3.9 Hidden Markov Model（HMM）

3.10. Summary

Temporal relation : 该模型是否可以捕获到时序关系

Memory : how many steps back in time an input have on the current frame （时间上的回溯长度）

Generative: indicates if the model is generative（该模型是否是生成模型）

判断model应该考虑的问题：

（1）使用生成模型还是判别模型？（ A generative model is preferred if the trained model should be used for synthesizing new data or prediction tasks where partial input data (data at t + 1) need to be reconstructed，如果是分类任务则选择discriminative model足矣）

（2）数据属性为何种？

（3）输入大小为多大？

if the data has a temporal structure it is not recommended to treat the input data as a feature vector since this will discard the temporal information.

4. Classical time-series problems

4.1 Videos

Video data are series of images over time (spatio-temporal data) and can
therefore be viewed as high-dimensional time-series data.(视频数据是随时间变化的一系列图像(时空数据)，因此可以视为高维时间序列数据)

深度学习、特征学习和池函数卷积的使用推动了视频处理的发展，由于深度学习已经被证明在静态图像上构建有用特征是很成功的，因此对视频流进行建模是其算法的自然延续。

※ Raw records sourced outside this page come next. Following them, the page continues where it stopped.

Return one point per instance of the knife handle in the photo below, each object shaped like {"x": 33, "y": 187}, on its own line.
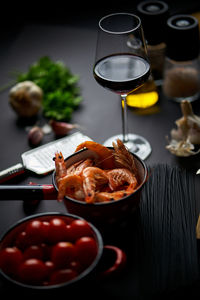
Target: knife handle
{"x": 28, "y": 193}
{"x": 11, "y": 172}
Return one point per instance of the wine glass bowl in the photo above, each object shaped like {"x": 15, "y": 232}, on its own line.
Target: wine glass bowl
{"x": 121, "y": 68}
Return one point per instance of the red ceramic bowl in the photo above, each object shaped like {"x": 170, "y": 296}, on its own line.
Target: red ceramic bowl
{"x": 107, "y": 213}
{"x": 119, "y": 257}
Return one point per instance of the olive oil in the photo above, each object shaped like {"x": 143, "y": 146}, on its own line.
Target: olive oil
{"x": 145, "y": 96}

存在的问题：time-dependency 只能在a few frames 之间建模

展望：to look at models that can learn longer time-dependencies

4.2 Stock market prediction

Stock market data 特点： nonlinear, uncertain, non-stationary

Effcient Market Hypothesis (EMH) 有效市场假设

a random walk pattern、the same probability to go up and go down( 导致：predictions can not have more than 50% accuracy)

4.3. Speech recognition

The raw input data is single channel and highly time and frequency dependent.

子问题：speaker identification、 gender identification、 speech-to-text、 acoustic modeling

主要方法： Hidden Markov Models（HMMs）、RBM、Time-Delay Neural Network (TDNN)（1989）、 deep Long Short-term Memory Recurrent Neural Network（LSTM，2013）

4.4. Music recognition

The motivation for using deep networks is that music itself is structured hierarchically by a combination of chords, melodies and rhythms that creates motives, phrases, sections and finally entire pieces .

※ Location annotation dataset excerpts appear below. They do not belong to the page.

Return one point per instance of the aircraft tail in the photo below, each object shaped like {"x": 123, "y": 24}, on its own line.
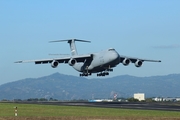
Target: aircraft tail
{"x": 72, "y": 44}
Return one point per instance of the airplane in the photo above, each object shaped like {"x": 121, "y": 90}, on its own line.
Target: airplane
{"x": 101, "y": 62}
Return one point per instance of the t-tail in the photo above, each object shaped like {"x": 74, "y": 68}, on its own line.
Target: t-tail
{"x": 72, "y": 44}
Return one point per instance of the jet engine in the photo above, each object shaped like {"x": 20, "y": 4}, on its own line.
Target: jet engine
{"x": 126, "y": 62}
{"x": 138, "y": 63}
{"x": 71, "y": 62}
{"x": 54, "y": 64}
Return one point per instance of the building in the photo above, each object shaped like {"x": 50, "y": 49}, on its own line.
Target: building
{"x": 139, "y": 96}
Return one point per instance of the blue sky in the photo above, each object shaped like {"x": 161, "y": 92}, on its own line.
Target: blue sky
{"x": 142, "y": 28}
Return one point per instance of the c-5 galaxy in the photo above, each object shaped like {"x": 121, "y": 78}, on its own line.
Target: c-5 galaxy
{"x": 101, "y": 62}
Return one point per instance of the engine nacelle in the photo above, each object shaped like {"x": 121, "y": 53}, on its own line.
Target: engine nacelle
{"x": 138, "y": 63}
{"x": 126, "y": 62}
{"x": 54, "y": 64}
{"x": 71, "y": 62}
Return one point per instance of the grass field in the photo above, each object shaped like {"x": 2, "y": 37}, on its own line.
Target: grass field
{"x": 54, "y": 112}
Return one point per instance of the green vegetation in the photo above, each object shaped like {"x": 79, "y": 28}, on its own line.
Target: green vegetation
{"x": 31, "y": 110}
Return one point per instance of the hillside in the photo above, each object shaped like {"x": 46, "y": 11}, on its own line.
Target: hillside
{"x": 67, "y": 87}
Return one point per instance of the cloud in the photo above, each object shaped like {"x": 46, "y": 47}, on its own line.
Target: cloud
{"x": 167, "y": 46}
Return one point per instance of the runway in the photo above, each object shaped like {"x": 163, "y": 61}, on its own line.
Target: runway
{"x": 118, "y": 105}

even though convolutional networks have given good results on time-frequency representations of audio, there is room for discovering new and better models.

4.5. Motion capture data

A motivation for using deep learning algorithms for motion capture data is that it
has been suggested that human motion is composed of elementary building blocks (motion templates) and any complex motion is constructed from a library of these previously learned motion templates. Deep networks can, in an unsupervised manner, learn these motion templates from raw data and use them to form complex human motions.

4.6. Electronic nose data

…

4.7. Physiological data

such as EEG（脑电图）、MEG（脑磁图）、ECG（心电图）和用于健康检测的传感器数据.

The use of a feature learning algorithm is particularly beneficial in medical applications because acquiring a labeled medical data set is expensive since the data sets are often very large and require the labeling of an expert in the field.

recent works show that DBNs can be applied to raw physiological data to e?ectively learn relevant features.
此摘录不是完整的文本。